Optimizing gene therapy delivery systems for Macular Degeneration in large-eyed animal models. 

Bakgrund: As one of the leading causes of blindness in the western world, age related macular degeneration. The neovascular form of the disease caused by choroidal neovascularization (CNV), currently treated by anti VEGF agents. VEGF inhibitors show efficacy, but they are not free from adverse events. Gene therapy approaches could allow a sustainable therapy. However, the clinical translation of gene therapy strategies for nAMD is impaired by a lack of large-eyed animal models such a rabbit one, with compliance with clinical equipment and surgical procedures.

Frågeställningar: Can a large eyed animal model of nAMD be developed in which a sustainable therapeutic strategy by gene therapy can be optimized?
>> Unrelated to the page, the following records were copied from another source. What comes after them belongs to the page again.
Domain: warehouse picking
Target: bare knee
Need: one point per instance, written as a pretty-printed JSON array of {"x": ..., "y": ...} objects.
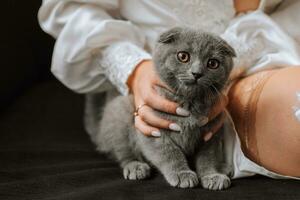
[{"x": 278, "y": 123}]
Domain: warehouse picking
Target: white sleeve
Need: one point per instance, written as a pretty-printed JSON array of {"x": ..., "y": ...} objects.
[
  {"x": 93, "y": 44},
  {"x": 260, "y": 44}
]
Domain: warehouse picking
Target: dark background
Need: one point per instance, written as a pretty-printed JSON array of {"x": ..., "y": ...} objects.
[
  {"x": 45, "y": 152},
  {"x": 25, "y": 49}
]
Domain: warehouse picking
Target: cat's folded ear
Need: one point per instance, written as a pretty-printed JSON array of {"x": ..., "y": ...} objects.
[
  {"x": 228, "y": 49},
  {"x": 170, "y": 35}
]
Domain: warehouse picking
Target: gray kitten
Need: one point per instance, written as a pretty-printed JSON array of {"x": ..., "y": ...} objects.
[{"x": 196, "y": 65}]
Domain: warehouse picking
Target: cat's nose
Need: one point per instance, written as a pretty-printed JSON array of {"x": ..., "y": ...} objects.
[{"x": 197, "y": 75}]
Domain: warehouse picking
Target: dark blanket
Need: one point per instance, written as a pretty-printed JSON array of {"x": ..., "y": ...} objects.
[{"x": 46, "y": 154}]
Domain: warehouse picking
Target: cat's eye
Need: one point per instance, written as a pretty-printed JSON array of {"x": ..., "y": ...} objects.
[
  {"x": 183, "y": 56},
  {"x": 213, "y": 63}
]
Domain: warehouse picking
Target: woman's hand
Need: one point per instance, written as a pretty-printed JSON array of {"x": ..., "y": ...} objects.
[{"x": 142, "y": 83}]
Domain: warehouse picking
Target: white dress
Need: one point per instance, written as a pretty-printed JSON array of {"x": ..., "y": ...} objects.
[{"x": 100, "y": 42}]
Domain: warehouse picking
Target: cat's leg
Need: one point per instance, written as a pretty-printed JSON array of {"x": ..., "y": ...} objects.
[
  {"x": 116, "y": 137},
  {"x": 133, "y": 167},
  {"x": 211, "y": 170},
  {"x": 170, "y": 161}
]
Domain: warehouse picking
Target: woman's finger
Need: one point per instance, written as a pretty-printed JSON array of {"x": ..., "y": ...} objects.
[
  {"x": 148, "y": 116},
  {"x": 145, "y": 128},
  {"x": 219, "y": 107},
  {"x": 215, "y": 128},
  {"x": 159, "y": 83},
  {"x": 160, "y": 103}
]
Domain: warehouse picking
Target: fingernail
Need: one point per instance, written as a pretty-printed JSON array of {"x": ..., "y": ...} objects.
[
  {"x": 174, "y": 127},
  {"x": 207, "y": 136},
  {"x": 203, "y": 120},
  {"x": 182, "y": 112},
  {"x": 155, "y": 134}
]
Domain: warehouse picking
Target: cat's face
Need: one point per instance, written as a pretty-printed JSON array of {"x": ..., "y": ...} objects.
[{"x": 191, "y": 61}]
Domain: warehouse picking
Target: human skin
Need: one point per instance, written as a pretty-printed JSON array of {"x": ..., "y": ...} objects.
[
  {"x": 143, "y": 80},
  {"x": 269, "y": 124}
]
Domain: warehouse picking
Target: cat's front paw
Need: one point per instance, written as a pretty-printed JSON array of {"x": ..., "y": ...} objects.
[
  {"x": 215, "y": 181},
  {"x": 136, "y": 170},
  {"x": 183, "y": 179}
]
Arbetsplan:  We aim to establish a model CNV in rabbits through subretinal implantation of extracellular matrix sponges infused with the secretome of constitutively hypoxic RPE cells. This will allow a closer mimicking of the pathologic conditions occurring during nAMD. In parallel we aim to test the diffusion and transduction ability through the RPE layer of two adeno-associated virus (AAVs) serotypes.

Betydelse: In Sweden approximately 100000 patients suffer from advanced AMD, especially among the older population. Anti-VEGF treatments will increase during the next years straining ophthalmology care. The development of a large eyed animal model of CNV will allow an easier transition of therapeutic gene therapy approaches into the clinic.